Au Kenya, le mobile confirme son rôle de levier du développement économique

Par 06 décembre 2010
Mots-clés : Smart city, Afrique
mobile et argent en liquide

Les services de communication et de m-paiement, adoptés massivement au cours de la dernière décennie, renforcent la croissance économique du pays.

 

Le téléphone portable, comme vecteur de communication mais aussi comme moyen privilégié pour des services financiers, représente la pierre angulaire de la croissance économique au Kenya, selon le dernier rapport* de la Banque Mondiale.
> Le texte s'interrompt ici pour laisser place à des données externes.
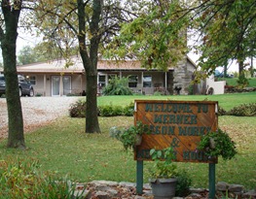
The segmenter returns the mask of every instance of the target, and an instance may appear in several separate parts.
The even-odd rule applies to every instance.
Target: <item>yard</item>
[[[212,96],[103,96],[98,104],[125,106],[134,99],[212,100],[230,110],[256,100],[256,93]],[[63,116],[25,135],[28,149],[7,149],[6,141],[0,143],[0,159],[8,161],[38,160],[43,171],[56,171],[60,176],[78,182],[107,180],[135,182],[136,162],[132,151],[126,152],[122,144],[109,137],[112,126],[128,126],[131,116],[99,117],[101,134],[85,134],[85,118]],[[219,159],[216,181],[243,184],[246,189],[256,186],[256,119],[255,117],[219,116],[219,127],[226,130],[237,143],[238,154],[233,160]],[[208,165],[203,163],[177,163],[193,179],[193,186],[207,187]],[[145,162],[144,182],[148,182]]]

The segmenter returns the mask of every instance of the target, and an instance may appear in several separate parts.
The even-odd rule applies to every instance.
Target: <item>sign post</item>
[[[215,163],[197,149],[201,136],[216,131],[218,102],[135,100],[134,123],[147,124],[150,134],[142,135],[142,143],[134,150],[137,161],[137,193],[143,189],[143,161],[152,160],[150,149],[171,146],[177,162],[209,163],[210,197],[215,195]]]

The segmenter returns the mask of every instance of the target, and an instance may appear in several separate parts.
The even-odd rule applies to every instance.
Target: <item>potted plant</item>
[[[219,128],[216,132],[201,136],[198,149],[202,150],[208,158],[222,156],[224,160],[232,159],[238,153],[235,142]]]
[[[118,139],[123,143],[126,150],[134,149],[142,142],[142,135],[149,133],[149,127],[142,122],[137,122],[136,125],[129,126],[128,128],[118,129],[112,127],[110,129],[110,136]]]
[[[152,178],[149,180],[155,199],[172,198],[175,196],[177,166],[172,163],[175,159],[171,147],[158,150],[152,149],[150,155],[154,161],[151,169]]]

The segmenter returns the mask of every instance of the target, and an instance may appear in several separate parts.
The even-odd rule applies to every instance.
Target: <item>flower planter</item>
[[[175,196],[177,179],[150,179],[154,199],[170,199]]]

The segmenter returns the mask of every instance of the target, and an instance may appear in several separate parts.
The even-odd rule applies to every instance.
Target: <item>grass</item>
[[[233,93],[223,95],[160,95],[160,96],[146,96],[146,95],[128,95],[128,96],[103,96],[98,98],[98,105],[113,104],[117,106],[125,106],[133,103],[134,99],[138,100],[186,100],[186,101],[201,101],[211,100],[218,101],[219,106],[229,111],[235,106],[251,103],[256,101],[256,92],[248,93]]]
[[[249,82],[248,87],[256,87],[256,78],[247,78]],[[238,85],[238,78],[219,78],[220,81],[225,80],[229,85]]]
[[[243,102],[255,102],[256,93],[229,94],[217,96],[169,96],[177,100],[201,100],[208,97],[218,100],[220,106],[229,109]],[[99,104],[112,102],[128,104],[134,98],[165,99],[163,96],[109,96],[99,97]],[[167,97],[165,97],[167,99]],[[225,101],[228,100],[228,102]],[[121,101],[120,101],[121,100]],[[216,181],[243,184],[252,189],[256,185],[256,122],[255,117],[219,116],[219,126],[237,142],[238,154],[233,160],[219,159],[216,166]],[[122,144],[109,137],[112,126],[128,126],[131,116],[99,117],[101,134],[84,133],[85,119],[62,117],[48,126],[25,135],[27,150],[6,149],[6,140],[0,143],[0,159],[29,161],[38,159],[41,169],[57,171],[60,176],[68,175],[73,181],[91,182],[107,180],[135,182],[136,162],[132,151],[126,152]],[[144,182],[148,182],[145,162]],[[208,165],[200,163],[177,163],[193,178],[193,186],[207,187]]]

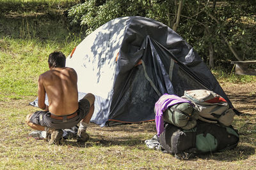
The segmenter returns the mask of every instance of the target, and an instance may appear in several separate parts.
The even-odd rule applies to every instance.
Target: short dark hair
[[[61,52],[54,52],[49,55],[48,63],[51,67],[64,67],[66,57]]]

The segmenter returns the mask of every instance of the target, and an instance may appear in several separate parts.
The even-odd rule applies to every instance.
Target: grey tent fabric
[[[76,47],[66,65],[77,73],[79,98],[95,94],[91,122],[101,126],[154,120],[155,103],[165,93],[182,96],[184,90],[207,89],[233,108],[193,48],[150,18],[126,17],[107,22]]]

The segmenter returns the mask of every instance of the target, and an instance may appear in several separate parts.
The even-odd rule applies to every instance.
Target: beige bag
[[[186,90],[182,97],[194,104],[199,120],[225,126],[232,124],[235,112],[225,99],[214,92],[205,89]]]

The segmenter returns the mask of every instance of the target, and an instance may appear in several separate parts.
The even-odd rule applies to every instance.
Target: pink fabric
[[[164,118],[163,113],[164,113],[168,107],[182,103],[189,103],[192,105],[191,102],[188,100],[181,98],[174,94],[164,94],[161,96],[156,103],[156,126],[158,136],[164,131]]]

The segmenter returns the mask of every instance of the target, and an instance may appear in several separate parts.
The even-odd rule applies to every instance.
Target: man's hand
[[[45,108],[43,109],[44,111],[49,111],[49,106],[45,104]]]

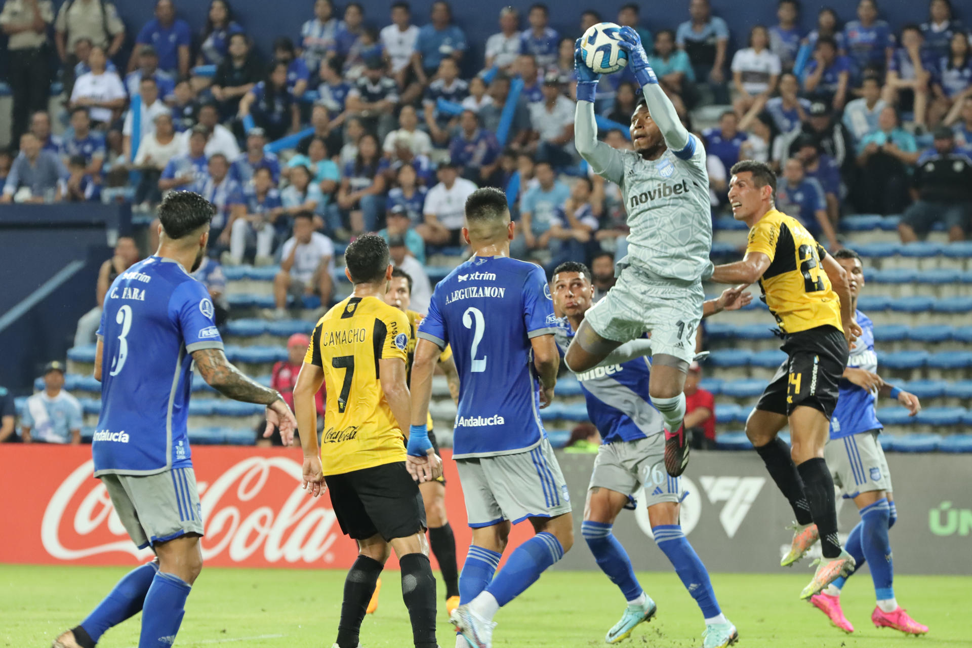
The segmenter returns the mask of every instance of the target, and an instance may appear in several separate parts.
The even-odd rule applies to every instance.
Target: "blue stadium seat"
[[[916,342],[947,342],[952,339],[952,326],[934,324],[930,326],[916,326],[908,331],[908,339]]]
[[[964,407],[928,407],[919,412],[915,419],[920,426],[957,426],[965,416]]]
[[[885,324],[874,327],[874,341],[881,342],[901,342],[908,337],[911,329],[904,324]]]
[[[746,432],[721,432],[715,435],[715,447],[719,450],[752,450],[752,444]]]
[[[765,380],[747,379],[727,381],[722,385],[722,395],[730,398],[754,398],[766,389]]]
[[[927,351],[898,351],[891,354],[878,354],[878,363],[889,369],[920,369],[927,361]]]
[[[751,366],[763,367],[766,369],[776,369],[778,366],[783,363],[786,359],[786,354],[779,349],[768,349],[766,351],[757,351],[749,358],[749,364]]]
[[[903,434],[894,439],[894,450],[899,453],[935,452],[941,438],[941,434]]]
[[[911,392],[916,396],[924,400],[926,398],[940,398],[945,395],[945,389],[948,381],[944,380],[913,380],[901,387],[901,389]]]
[[[95,346],[93,344],[86,344],[83,347],[72,347],[67,350],[67,358],[75,362],[93,362],[94,350]]]
[[[709,362],[716,367],[748,366],[752,356],[747,349],[716,349],[709,356]]]
[[[924,313],[930,311],[934,305],[934,297],[929,297],[924,294],[916,294],[910,297],[898,297],[897,299],[892,299],[890,309],[899,313]]]
[[[941,351],[928,356],[929,369],[965,369],[972,367],[972,351]]]
[[[947,434],[938,441],[943,453],[972,453],[972,434]]]

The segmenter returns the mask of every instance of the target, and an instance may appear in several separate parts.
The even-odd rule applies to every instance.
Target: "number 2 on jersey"
[[[131,306],[125,304],[120,308],[118,315],[115,316],[115,322],[122,324],[122,332],[119,333],[119,355],[112,358],[112,376],[119,375],[124,366],[124,361],[128,359],[128,340],[125,336],[131,329]]]
[[[486,330],[486,320],[483,319],[483,313],[478,308],[473,308],[470,306],[466,309],[463,313],[463,325],[467,328],[475,329],[472,332],[472,348],[469,350],[469,358],[472,360],[472,365],[469,371],[472,373],[479,373],[480,371],[486,370],[486,357],[483,356],[481,359],[476,359],[476,353],[479,351],[479,343],[483,339],[483,331]]]

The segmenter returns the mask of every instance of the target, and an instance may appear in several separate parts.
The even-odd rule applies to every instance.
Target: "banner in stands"
[[[313,499],[301,489],[298,449],[200,446],[192,454],[207,564],[347,568],[354,562],[357,547],[341,533],[329,497]],[[443,455],[447,506],[462,562],[470,533],[455,463],[448,451]],[[597,569],[580,537],[594,457],[560,454],[559,459],[574,504],[576,542],[557,567]],[[898,509],[891,531],[895,570],[972,573],[972,563],[954,560],[972,543],[967,460],[889,455],[888,461]],[[0,515],[14,527],[0,539],[0,563],[129,564],[152,555],[128,539],[104,487],[92,477],[89,447],[4,444],[0,465],[6,494]],[[754,453],[695,453],[683,479],[689,494],[681,525],[711,570],[779,569],[792,513]],[[851,501],[838,501],[846,534],[859,518]],[[651,540],[643,503],[618,516],[614,533],[637,569],[670,568]],[[510,546],[531,534],[529,524],[518,525]],[[389,566],[396,564],[393,558]]]

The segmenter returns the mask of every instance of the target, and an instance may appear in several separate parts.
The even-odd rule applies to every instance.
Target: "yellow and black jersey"
[[[770,257],[759,288],[782,332],[825,324],[843,330],[840,297],[820,265],[827,253],[799,221],[778,210],[767,213],[749,230],[746,252]]]
[[[381,389],[379,361],[406,360],[408,318],[377,297],[348,297],[317,323],[304,362],[324,370],[324,474],[405,460],[404,434]]]
[[[415,345],[418,343],[418,332],[419,324],[425,319],[425,316],[421,313],[416,313],[415,311],[405,311],[405,315],[408,316],[408,358],[405,360],[407,362],[408,368],[408,384],[412,384],[412,361],[415,359]],[[438,361],[444,362],[452,358],[452,348],[449,345],[445,345],[445,349],[438,355]],[[429,413],[429,429],[432,429],[432,413]]]

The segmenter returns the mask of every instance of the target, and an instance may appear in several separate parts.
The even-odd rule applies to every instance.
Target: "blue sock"
[[[109,628],[118,626],[142,610],[145,595],[148,594],[156,571],[157,563],[146,563],[126,573],[115,584],[115,589],[81,622],[81,627],[91,637],[91,641],[97,643]]]
[[[503,607],[537,582],[543,570],[564,557],[564,547],[553,533],[542,531],[509,555],[500,574],[486,586]]]
[[[466,563],[459,574],[459,603],[465,605],[479,596],[493,580],[493,574],[500,564],[503,554],[483,549],[474,544],[469,545],[469,553],[466,555]]]
[[[175,574],[164,571],[156,574],[145,597],[138,648],[171,648],[186,614],[186,598],[191,590],[189,583]]]
[[[861,546],[871,567],[871,579],[878,600],[894,598],[894,563],[891,560],[891,542],[887,537],[889,512],[887,499],[878,501],[860,509],[864,525]]]
[[[685,589],[699,604],[703,616],[712,619],[722,614],[718,601],[715,600],[712,584],[709,580],[709,571],[706,570],[706,565],[702,563],[698,554],[692,549],[692,545],[688,543],[681,527],[678,525],[659,525],[652,527],[651,532],[655,536],[658,548],[665,552],[665,556],[675,566],[675,572],[678,574]]]
[[[611,583],[621,589],[625,600],[634,600],[642,596],[642,586],[635,577],[627,552],[611,533],[611,527],[603,522],[584,521],[580,525],[580,534],[591,548],[598,566],[608,574]]]

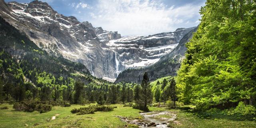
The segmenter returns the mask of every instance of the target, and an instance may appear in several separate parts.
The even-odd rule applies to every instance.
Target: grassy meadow
[[[85,106],[72,105],[71,107],[53,107],[50,111],[40,114],[16,111],[12,105],[0,104],[0,107],[7,106],[8,109],[0,110],[0,128],[136,128],[120,121],[113,116],[129,117],[131,119],[140,116],[138,110],[123,107],[122,104],[112,105],[117,106],[114,111],[97,112],[94,114],[76,115],[70,111],[75,108]],[[149,107],[150,111],[166,110],[164,108]],[[171,128],[256,128],[256,122],[236,119],[234,117],[212,116],[207,118],[200,118],[194,114],[180,110],[169,111],[177,114],[177,119],[171,122]],[[56,116],[57,115],[57,116]],[[51,120],[53,116],[55,120]],[[165,117],[163,116],[163,117]],[[40,123],[40,124],[38,124]],[[26,126],[27,125],[27,126]]]

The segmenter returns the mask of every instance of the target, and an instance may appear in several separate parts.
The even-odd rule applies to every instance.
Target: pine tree
[[[162,90],[164,90],[164,88],[165,88],[165,86],[166,86],[167,84],[167,80],[166,80],[166,79],[164,78],[164,80],[163,80],[163,82],[162,84],[162,87],[161,88]]]
[[[123,104],[124,104],[125,100],[127,97],[126,93],[126,85],[125,84],[123,84],[121,92],[121,100],[123,102]]]
[[[111,86],[109,94],[110,102],[113,104],[116,104],[117,99],[117,92],[115,85],[113,85]]]
[[[140,87],[138,85],[135,85],[133,88],[133,93],[134,94],[134,100],[136,103],[138,103],[140,99]]]
[[[75,83],[74,90],[75,94],[74,95],[74,101],[75,103],[80,103],[81,101],[80,96],[82,90],[84,89],[84,84],[80,81],[76,81]]]
[[[160,100],[160,97],[161,96],[161,90],[159,87],[158,86],[154,93],[154,96],[155,98],[155,100],[156,102],[159,102]]]
[[[97,103],[100,105],[102,105],[104,104],[102,95],[102,94],[101,93],[100,94],[100,96],[98,98]]]
[[[132,90],[129,86],[128,86],[127,88],[126,92],[127,94],[127,102],[132,102],[133,99]]]
[[[149,79],[148,76],[148,73],[145,72],[143,75],[141,86],[142,86],[141,100],[142,102],[144,108],[147,110],[147,106],[152,102],[152,97],[151,88],[149,83]]]
[[[172,100],[173,100],[173,103],[174,105],[174,107],[176,107],[175,104],[175,101],[176,100],[175,98],[175,86],[176,86],[176,82],[175,82],[175,80],[174,78],[172,78],[171,79],[171,82],[170,83],[170,87],[171,88],[172,94]]]

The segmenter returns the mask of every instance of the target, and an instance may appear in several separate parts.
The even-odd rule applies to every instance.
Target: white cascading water
[[[119,62],[118,60],[117,60],[117,54],[116,52],[115,52],[115,56],[116,57],[116,72],[117,74],[118,74],[118,65],[119,65]]]

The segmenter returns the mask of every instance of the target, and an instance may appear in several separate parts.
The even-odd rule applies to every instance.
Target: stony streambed
[[[150,112],[141,113],[143,116],[142,118],[130,120],[129,118],[116,116],[122,121],[129,124],[136,124],[140,128],[155,127],[156,128],[167,128],[169,122],[176,118],[176,114],[168,111]]]

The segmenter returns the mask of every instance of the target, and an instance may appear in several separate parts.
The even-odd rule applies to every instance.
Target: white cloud
[[[75,7],[75,8],[76,10],[79,9],[80,8],[86,8],[88,7],[88,5],[86,4],[83,3],[82,2],[80,2],[79,3],[73,3],[71,4],[68,4],[69,6],[71,6],[72,8]]]
[[[99,0],[89,13],[91,19],[86,14],[76,16],[122,36],[146,36],[197,26],[201,6],[168,6],[154,0]]]

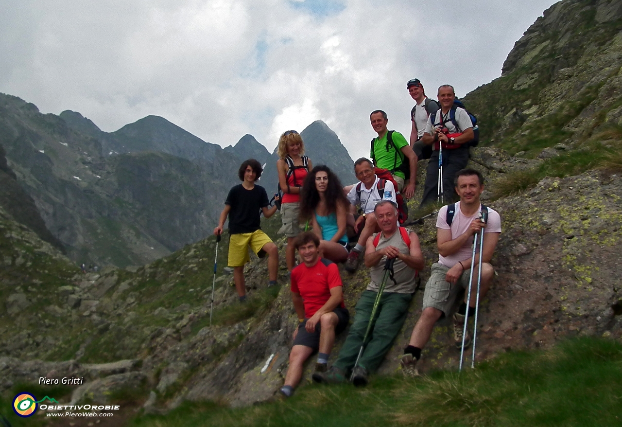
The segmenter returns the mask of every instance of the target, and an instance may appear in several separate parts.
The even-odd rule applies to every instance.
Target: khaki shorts
[[[287,237],[295,237],[300,232],[300,225],[298,223],[298,215],[300,212],[300,204],[284,203],[281,205],[281,220],[283,226],[281,227],[279,233],[285,234]]]
[[[264,245],[271,242],[268,235],[261,230],[253,233],[240,233],[232,234],[229,239],[229,259],[227,265],[230,267],[239,267],[251,259],[248,255],[248,247],[257,253],[264,247]]]
[[[456,301],[456,298],[462,289],[468,288],[468,279],[471,274],[471,269],[465,270],[462,272],[458,283],[455,285],[445,279],[445,275],[449,271],[449,268],[446,267],[440,263],[434,263],[432,265],[432,271],[430,274],[430,278],[425,283],[425,291],[424,293],[424,306],[423,308],[434,307],[440,310],[447,317],[451,314],[452,307]],[[473,291],[477,287],[477,274],[473,277],[475,282],[475,286]]]

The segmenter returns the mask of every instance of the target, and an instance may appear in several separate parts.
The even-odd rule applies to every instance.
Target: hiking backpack
[[[408,206],[404,201],[404,197],[399,191],[397,191],[397,184],[393,179],[393,176],[388,169],[383,169],[380,167],[374,167],[374,172],[376,176],[380,178],[376,188],[378,189],[378,195],[381,199],[384,199],[384,186],[387,181],[389,181],[393,184],[393,189],[395,190],[395,200],[397,202],[397,220],[399,223],[403,224],[408,219]],[[356,184],[356,196],[361,200],[361,186],[363,182]]]
[[[473,139],[460,145],[466,147],[476,147],[477,144],[480,143],[480,126],[477,125],[477,118],[469,113],[468,110],[465,107],[465,105],[462,103],[462,101],[457,98],[453,100],[453,105],[452,106],[451,109],[449,110],[449,120],[452,121],[453,126],[456,126],[458,131],[462,133],[462,129],[458,126],[458,122],[456,121],[456,108],[458,107],[463,108],[466,111],[466,114],[468,115],[469,118],[471,119],[471,123],[473,123]],[[441,116],[442,117],[442,113],[441,113]],[[431,123],[434,126],[434,122],[436,120],[436,113],[432,113],[430,115],[430,120],[432,121]],[[443,144],[443,147],[445,148],[444,144]]]
[[[295,170],[295,169],[307,169],[307,171],[309,172],[309,159],[306,156],[303,156],[302,158],[302,165],[300,166],[294,166],[294,160],[292,159],[292,157],[289,157],[289,156],[285,156],[285,158],[283,159],[283,160],[285,161],[285,162],[287,164],[287,168],[288,169],[287,169],[287,174],[285,176],[285,182],[287,183],[287,190],[288,191],[289,190],[289,177],[292,176],[292,175],[294,174],[294,170]],[[302,187],[302,182],[300,183],[300,185],[295,185],[296,184],[295,177],[294,177],[294,187]],[[278,200],[276,200],[276,195],[279,196],[279,199]],[[281,183],[280,182],[277,182],[277,190],[276,190],[276,193],[275,194],[275,197],[272,197],[272,200],[274,200],[274,204],[276,205],[277,209],[278,209],[279,210],[281,210],[281,200],[282,199],[282,197],[283,197],[283,190],[281,188]],[[271,202],[272,202],[272,200],[271,200]]]
[[[407,161],[406,156],[404,155],[401,150],[397,149],[397,147],[396,146],[395,144],[393,143],[393,133],[395,131],[388,131],[387,132],[387,144],[386,144],[386,151],[388,151],[391,148],[391,146],[393,146],[393,148],[395,149],[395,156],[393,159],[393,169],[385,169],[388,170],[391,174],[399,171],[404,173],[404,181],[409,179],[411,177],[411,165]],[[370,154],[371,157],[371,161],[374,162],[374,166],[376,165],[376,154],[374,152],[374,141],[376,141],[376,138],[371,140],[371,149],[370,151]],[[399,154],[398,154],[399,153]],[[402,162],[400,165],[397,166],[397,157],[401,159]],[[397,186],[395,187],[396,190],[397,189]]]
[[[488,207],[484,205],[481,205],[481,209],[480,209],[480,212],[481,212],[484,209],[488,210]],[[452,223],[453,222],[453,216],[456,214],[456,204],[452,203],[450,205],[447,205],[447,214],[445,217],[445,220],[447,222],[447,225],[449,227],[452,226]]]

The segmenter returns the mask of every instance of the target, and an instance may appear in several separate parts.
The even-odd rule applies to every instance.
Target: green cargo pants
[[[354,367],[356,362],[376,295],[377,293],[373,291],[363,291],[356,303],[354,322],[335,362],[335,366],[345,372]],[[365,368],[368,372],[373,372],[378,368],[389,351],[393,339],[406,319],[412,299],[411,294],[383,293],[376,311],[374,324],[367,338],[368,344],[358,362],[359,365]]]

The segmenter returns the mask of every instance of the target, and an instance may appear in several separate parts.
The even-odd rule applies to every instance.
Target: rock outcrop
[[[533,157],[622,125],[620,63],[619,2],[564,0],[516,42],[501,77],[464,101],[485,144]]]

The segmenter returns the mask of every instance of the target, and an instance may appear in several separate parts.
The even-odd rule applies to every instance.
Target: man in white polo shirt
[[[432,156],[432,146],[426,145],[421,141],[425,132],[428,117],[432,113],[436,113],[440,106],[434,100],[425,96],[424,85],[418,78],[413,78],[406,83],[408,93],[416,103],[411,110],[411,120],[412,129],[411,129],[411,147],[417,154],[418,160],[429,159]]]
[[[382,200],[391,200],[397,205],[395,198],[395,188],[393,183],[389,180],[381,180],[374,171],[374,165],[365,157],[361,157],[354,163],[354,172],[360,181],[348,193],[348,200],[352,205],[353,210],[360,206],[363,215],[356,219],[354,230],[361,235],[356,242],[356,246],[350,251],[346,260],[346,271],[354,273],[358,266],[359,257],[365,249],[365,243],[369,236],[380,231],[378,223],[374,215],[374,208]],[[382,194],[379,192],[381,190]]]
[[[456,174],[456,192],[460,197],[457,202],[443,206],[439,211],[436,222],[437,245],[439,248],[439,262],[432,264],[430,278],[425,284],[423,311],[417,321],[411,335],[411,340],[400,360],[403,373],[407,377],[417,374],[415,368],[421,357],[421,350],[430,339],[434,324],[443,316],[451,315],[456,298],[463,288],[468,288],[472,245],[474,236],[484,232],[484,247],[482,250],[481,280],[480,300],[486,296],[494,276],[494,269],[490,260],[501,232],[501,220],[496,211],[486,207],[487,223],[480,219],[482,209],[480,196],[484,190],[484,178],[475,169],[462,169]],[[476,253],[475,265],[479,262],[480,254]],[[477,286],[478,273],[473,272],[473,280]],[[460,348],[465,322],[465,315],[468,307],[469,318],[475,314],[476,293],[471,293],[470,301],[466,301],[466,293],[458,312],[453,315],[453,339],[456,347]],[[467,331],[465,346],[471,343]]]

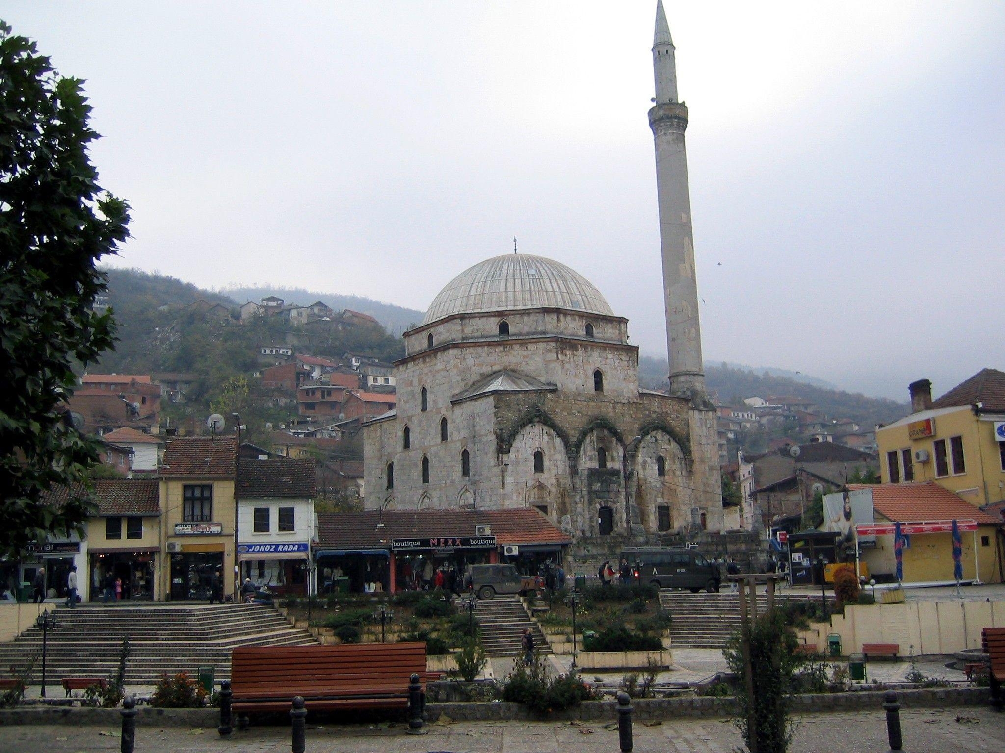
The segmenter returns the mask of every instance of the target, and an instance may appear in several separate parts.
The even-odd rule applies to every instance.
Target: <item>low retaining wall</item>
[[[796,696],[793,712],[825,713],[832,711],[874,711],[882,713],[883,691],[824,693]],[[982,706],[991,701],[987,688],[928,688],[898,690],[897,700],[904,709],[945,708],[948,706]],[[681,717],[728,717],[733,713],[732,698],[650,698],[633,700],[633,718],[639,721],[665,720]],[[137,708],[138,727],[190,727],[215,729],[220,721],[218,709],[153,709]],[[430,703],[426,706],[429,721],[446,715],[455,722],[492,721],[616,721],[617,703],[587,701],[578,708],[543,717],[531,713],[520,704],[491,703]],[[100,725],[119,727],[119,709],[91,709],[66,706],[21,706],[0,709],[0,727],[23,724]]]

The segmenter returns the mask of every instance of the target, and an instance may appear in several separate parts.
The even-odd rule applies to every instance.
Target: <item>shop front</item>
[[[157,598],[155,577],[156,547],[140,549],[90,549],[90,600],[106,598],[105,589],[117,601],[152,601]]]
[[[310,561],[311,544],[307,541],[237,545],[241,582],[250,578],[255,586],[277,596],[308,594]]]

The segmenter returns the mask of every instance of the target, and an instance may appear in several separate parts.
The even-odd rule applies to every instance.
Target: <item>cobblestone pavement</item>
[[[901,712],[904,748],[912,753],[1005,751],[1005,716],[988,708]],[[740,737],[730,720],[675,720],[635,725],[639,753],[733,753]],[[0,753],[82,753],[118,751],[118,730],[102,727],[23,726],[0,730]],[[222,740],[215,730],[137,731],[138,753],[279,753],[290,749],[289,729],[265,727],[234,733]],[[817,714],[798,719],[792,753],[881,753],[888,749],[881,711]],[[596,723],[470,723],[433,725],[429,734],[412,737],[404,726],[379,729],[364,725],[309,727],[308,751],[326,753],[418,753],[420,751],[554,751],[601,753],[618,750],[616,729]]]

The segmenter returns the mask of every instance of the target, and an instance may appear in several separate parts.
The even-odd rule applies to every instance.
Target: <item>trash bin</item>
[[[213,689],[216,685],[216,668],[215,667],[200,667],[198,670],[199,685],[202,689],[212,695]]]
[[[831,633],[827,636],[827,649],[832,657],[841,656],[841,637],[836,633]]]
[[[865,682],[865,655],[852,654],[848,657],[848,674],[852,682]]]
De fait, à la fin de l’année 2010, près de 90 % de la population kényane possède un forfait mobile, selon les analystes. Chiffre mis en perspective dans le rapport avec la situation antérieure. Une décennie plus tôt, seuls 3 % des foyers avait un téléphone portable, et moins d’un Kényan sur mille bénéficiait de services mobiles. Ainsi, les nouvelles technologies en général – et le mobile en particulier - ont été massivement adoptées ces dix dernières années et jouent désormais un rôle majeur dans le développement économique du pays.

Le m-paiement au cœur des services innovants

Les services de m-paiement (d’abord mis en place par Safaricom avec M-Pesa, puis par Zain avec la solution Zap, YuCash, et plus récemment Orange Money) ont favorisé cette croissance. La Banque Mondiale estime qu’à la fin de l’année 2010, 15 millions de Kényans (soit les trois quarts de la population adulte du pays) utiliseront des services de paiement sur mobile, pour des transferts estimés à 7 milliards de dollars sur l’année. Le mobile constitue ainsi une clé de la croissance. “Les factures d’électricité ou d’eau peuvent être payée via mobile, et en 2009 plus de 11 % des utilisateurs de téléphones portables indiquaient se servir de leur mobile pour ce faire”, développent les auteurs du rapport.

Un secteur dynamique

Le téléphone s’inscrivant dans la vie quotidienne des individus. Par ailleurs, l’adoption généralisée du mobile comme moyen de communication a été encouragée par un secteur dynamique, qui a peu à peu rendu accessibles au plus grand nombre ces appareils. Les analystes soulignent ainsi que le prix moyen d’un appel a décliné tout au long de la décennie, passant de près de 17 Kshs (20 centimes de dollars) en 2002 à 3 Kshs en 2010 (soit moins de 4 cents). La régulation du marché par le gouvernement a renforcé cet état de fait.